Panasonic-Sanyo merger : Japan’s new electric giant (Part 1 of 3)
Written by changthai11 on Sunday, November 9th, 2008
Panasonic-Sanyo merger: Japan’s new electric giant (Part 1 of 3)
OSAKA — Sanyo Electric Co. insiders have expressed mixed feelings about its agreement to be absorbed by Panasonic Corp.
“I’ll be all right with it if the company improves as a result, but still …” a former executive of Sanyo said.
An acquaintance of the former executive said Sanyo employees are feeling a sense of humiliation. “They are wondering why it chose to be absorbed by Matsushita Electric (the old name of Panasonic) of all electric makers.”
As a condition for being taken over by Panasonic, Sanyo demanded out of pride that its brand be maintained.
“We’re not a company known only for its batteries,” Sanyo President Seiichiro Sano said. Sanyo is a major manufacturer of solar cells and rechargeable batteries and has the largest global market share of lithium-ion batteries used in computers and mobile phones.
Electric industry insiders describe the relationship between Panasonic and Sanyo as “neighbors that are distant from each other.”
The late Sanyo founder Toshio Iue was the brother-in-law of the late Panasonic founder Konosuke Matsushita.
Before and during World War II, Iue, who was responsible for cultivating a market at then Matsushita Electric Industrial Co., helped the company grow.
He founded Sanyo after being forced to resign from Matsushita due to the allied forces’ post-war economic purge. Sanyo set up its headquarters in Moriguchi, Osaka Prefecture — only 15 minutes’ walk from the Matsushita Electric headquarters in Kadoma, Osaka Prefecture.
The two companies’ offices and factories are situated along the Keihan Railway and an Osaka Municipal Subway line. Many employees at the two companies also live near these train lines and their families are often friends.
However, the two firms have a strong rivalry with each other. In particular, Sanyo harbors a strong sense of rivalry with Panasonic.
“We have many original technologies, such as solar cell technology, but they (Panasonic) imitate other companies’ technologies,” a retired board member of Sanyo says.
Sanyo’s business practices reflect this rivalry. As if to chase Matsushita, Sanyo attempted to be a comprehensive electric appliance manufacture. It rode on the wave of popularity of three appliances — washing machines, television sets and refrigerators — during the rapid economic growth in the 1960s and the early 1970s, and grew rapidly.
Iue’s son, Satoshi, became president of the company in 1986, and diversified its business with the aim of making it Japan’s largest electric equipment manufacturer with an annual turnover of 10 trillion yen.

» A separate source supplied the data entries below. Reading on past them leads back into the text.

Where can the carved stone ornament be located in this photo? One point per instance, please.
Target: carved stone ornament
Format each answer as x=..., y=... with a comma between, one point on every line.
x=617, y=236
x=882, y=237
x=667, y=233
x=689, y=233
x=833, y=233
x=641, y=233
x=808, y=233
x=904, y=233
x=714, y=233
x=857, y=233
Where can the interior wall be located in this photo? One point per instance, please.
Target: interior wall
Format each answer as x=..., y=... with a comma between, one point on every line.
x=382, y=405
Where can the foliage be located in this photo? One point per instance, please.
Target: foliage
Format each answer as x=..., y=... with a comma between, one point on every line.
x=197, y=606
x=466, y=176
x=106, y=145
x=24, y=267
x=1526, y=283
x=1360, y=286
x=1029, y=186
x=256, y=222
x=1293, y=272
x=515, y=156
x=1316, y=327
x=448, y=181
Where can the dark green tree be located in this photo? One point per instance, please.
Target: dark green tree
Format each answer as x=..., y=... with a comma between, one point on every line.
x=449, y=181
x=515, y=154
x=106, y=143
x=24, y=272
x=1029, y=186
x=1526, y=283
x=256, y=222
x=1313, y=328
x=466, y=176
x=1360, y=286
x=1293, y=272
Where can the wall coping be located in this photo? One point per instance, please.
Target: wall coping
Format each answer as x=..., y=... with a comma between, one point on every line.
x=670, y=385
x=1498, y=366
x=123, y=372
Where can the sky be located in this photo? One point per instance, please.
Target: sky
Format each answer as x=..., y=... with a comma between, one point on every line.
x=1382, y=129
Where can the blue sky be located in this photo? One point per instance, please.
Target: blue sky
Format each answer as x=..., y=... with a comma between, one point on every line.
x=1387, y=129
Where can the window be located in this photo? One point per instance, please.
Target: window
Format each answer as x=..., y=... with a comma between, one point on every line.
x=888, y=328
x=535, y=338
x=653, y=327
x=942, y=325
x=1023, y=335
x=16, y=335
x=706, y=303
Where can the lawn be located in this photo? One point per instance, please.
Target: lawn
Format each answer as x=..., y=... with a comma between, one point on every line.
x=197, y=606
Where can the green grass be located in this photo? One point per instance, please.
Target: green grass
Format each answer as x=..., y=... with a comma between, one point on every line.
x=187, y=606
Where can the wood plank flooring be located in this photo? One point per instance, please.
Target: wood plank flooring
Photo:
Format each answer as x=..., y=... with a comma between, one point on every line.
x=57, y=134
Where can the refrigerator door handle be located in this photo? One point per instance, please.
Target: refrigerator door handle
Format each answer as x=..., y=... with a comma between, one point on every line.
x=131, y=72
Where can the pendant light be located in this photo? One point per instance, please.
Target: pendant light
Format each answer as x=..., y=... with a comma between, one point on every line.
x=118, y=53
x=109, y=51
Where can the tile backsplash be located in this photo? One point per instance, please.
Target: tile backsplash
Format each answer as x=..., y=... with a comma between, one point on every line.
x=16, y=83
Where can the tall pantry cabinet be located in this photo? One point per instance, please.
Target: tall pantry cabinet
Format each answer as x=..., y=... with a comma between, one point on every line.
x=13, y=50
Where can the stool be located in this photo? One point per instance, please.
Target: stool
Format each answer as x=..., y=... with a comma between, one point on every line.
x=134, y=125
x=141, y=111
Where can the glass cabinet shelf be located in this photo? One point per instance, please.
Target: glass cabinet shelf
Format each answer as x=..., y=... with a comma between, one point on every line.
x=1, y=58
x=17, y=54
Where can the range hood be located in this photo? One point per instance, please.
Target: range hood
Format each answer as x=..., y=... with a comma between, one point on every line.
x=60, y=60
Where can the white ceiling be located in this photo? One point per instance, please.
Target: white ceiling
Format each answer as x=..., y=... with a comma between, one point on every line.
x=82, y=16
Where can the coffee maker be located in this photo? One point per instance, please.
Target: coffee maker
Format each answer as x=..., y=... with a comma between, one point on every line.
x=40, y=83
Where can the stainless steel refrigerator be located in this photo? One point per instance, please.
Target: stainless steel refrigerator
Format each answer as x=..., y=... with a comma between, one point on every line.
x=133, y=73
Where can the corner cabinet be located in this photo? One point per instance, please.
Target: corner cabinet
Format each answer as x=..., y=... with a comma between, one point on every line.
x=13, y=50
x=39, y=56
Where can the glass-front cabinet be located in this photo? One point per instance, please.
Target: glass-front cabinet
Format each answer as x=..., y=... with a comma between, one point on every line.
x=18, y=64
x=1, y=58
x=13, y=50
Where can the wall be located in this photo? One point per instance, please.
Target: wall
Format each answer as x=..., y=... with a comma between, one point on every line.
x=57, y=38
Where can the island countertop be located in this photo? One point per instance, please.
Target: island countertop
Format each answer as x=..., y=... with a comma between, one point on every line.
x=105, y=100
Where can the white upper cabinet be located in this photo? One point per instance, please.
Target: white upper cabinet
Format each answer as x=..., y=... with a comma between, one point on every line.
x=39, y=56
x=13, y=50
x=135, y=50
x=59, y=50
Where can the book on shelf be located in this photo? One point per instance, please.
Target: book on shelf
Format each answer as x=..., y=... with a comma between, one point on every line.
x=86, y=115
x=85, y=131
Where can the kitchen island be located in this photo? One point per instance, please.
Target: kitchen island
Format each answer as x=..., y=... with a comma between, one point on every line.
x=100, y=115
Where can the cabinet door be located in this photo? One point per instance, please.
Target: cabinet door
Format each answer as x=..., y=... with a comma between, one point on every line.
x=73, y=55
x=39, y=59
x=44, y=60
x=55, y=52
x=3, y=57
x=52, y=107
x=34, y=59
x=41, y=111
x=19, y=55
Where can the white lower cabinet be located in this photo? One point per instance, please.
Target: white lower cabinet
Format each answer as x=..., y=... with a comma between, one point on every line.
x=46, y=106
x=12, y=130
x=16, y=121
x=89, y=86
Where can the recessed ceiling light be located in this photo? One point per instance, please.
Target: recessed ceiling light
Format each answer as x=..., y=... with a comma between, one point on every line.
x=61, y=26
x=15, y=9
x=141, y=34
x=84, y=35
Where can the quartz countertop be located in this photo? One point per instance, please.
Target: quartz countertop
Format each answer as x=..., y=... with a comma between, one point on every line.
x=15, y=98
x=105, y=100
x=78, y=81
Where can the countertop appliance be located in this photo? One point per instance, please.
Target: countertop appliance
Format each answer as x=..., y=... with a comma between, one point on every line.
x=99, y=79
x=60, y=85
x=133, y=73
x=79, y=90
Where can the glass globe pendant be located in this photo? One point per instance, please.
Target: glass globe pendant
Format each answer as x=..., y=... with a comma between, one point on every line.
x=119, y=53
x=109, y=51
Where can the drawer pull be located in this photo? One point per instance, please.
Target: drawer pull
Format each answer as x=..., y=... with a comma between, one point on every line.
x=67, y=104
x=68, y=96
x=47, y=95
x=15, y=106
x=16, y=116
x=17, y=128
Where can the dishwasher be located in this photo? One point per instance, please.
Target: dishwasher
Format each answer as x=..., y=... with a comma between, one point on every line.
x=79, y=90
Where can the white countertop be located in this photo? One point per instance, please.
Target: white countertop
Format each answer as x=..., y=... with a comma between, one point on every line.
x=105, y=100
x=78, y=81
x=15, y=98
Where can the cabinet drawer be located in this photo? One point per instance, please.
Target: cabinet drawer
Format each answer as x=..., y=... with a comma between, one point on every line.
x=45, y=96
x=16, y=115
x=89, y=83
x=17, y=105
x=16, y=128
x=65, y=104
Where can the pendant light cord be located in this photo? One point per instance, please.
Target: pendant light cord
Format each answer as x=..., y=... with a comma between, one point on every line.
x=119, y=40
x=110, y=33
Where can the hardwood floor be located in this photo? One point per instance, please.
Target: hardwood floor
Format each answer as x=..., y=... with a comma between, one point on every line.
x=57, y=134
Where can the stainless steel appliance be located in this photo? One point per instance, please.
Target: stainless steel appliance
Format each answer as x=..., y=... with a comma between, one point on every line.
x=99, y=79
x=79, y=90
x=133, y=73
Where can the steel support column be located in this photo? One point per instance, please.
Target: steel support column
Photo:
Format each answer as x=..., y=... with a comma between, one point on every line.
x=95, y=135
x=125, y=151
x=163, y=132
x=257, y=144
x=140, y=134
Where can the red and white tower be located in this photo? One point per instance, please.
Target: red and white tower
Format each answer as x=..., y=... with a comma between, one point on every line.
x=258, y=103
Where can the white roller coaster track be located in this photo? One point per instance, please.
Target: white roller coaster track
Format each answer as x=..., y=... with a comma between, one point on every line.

In the early 2000s, Sanyo rode the information technology wave and was labeled one of the “three successful S’s” along with Sony Corp. and Sharp Corp.
Following the bursting of the IT bubble, however, the performance of its semiconductor business began to decline from around 2002. Its factory in Niigata Prefecture sustained damage in the Niigata Chuetsu earthquake in 2004, and the slump of its financial and mobile phone businesses dealt a further blow to the company’s performance.
It continued to postpone disposing of its losses. In 2006, it was placed under the control of three financial institutions. The company faced crisis as inappropriate entries in its balance sheet surfaced in 2007.
In a desperate bid to rehabilitate itself, Sanyo appointed celebrity journalist Tomoyo Nonaka as its chairwoman, but its business performance did not improve.
In sharp contrast, Panasonic President Kunio Nakamura, who assumed the post in 2000, carried out drastic reform under the slogan, “Destruction and Creation,” and succeeded in drastically improving the company’s performance.
The fate of these two neighbors was determined by the reforms they undertook in the 2000s.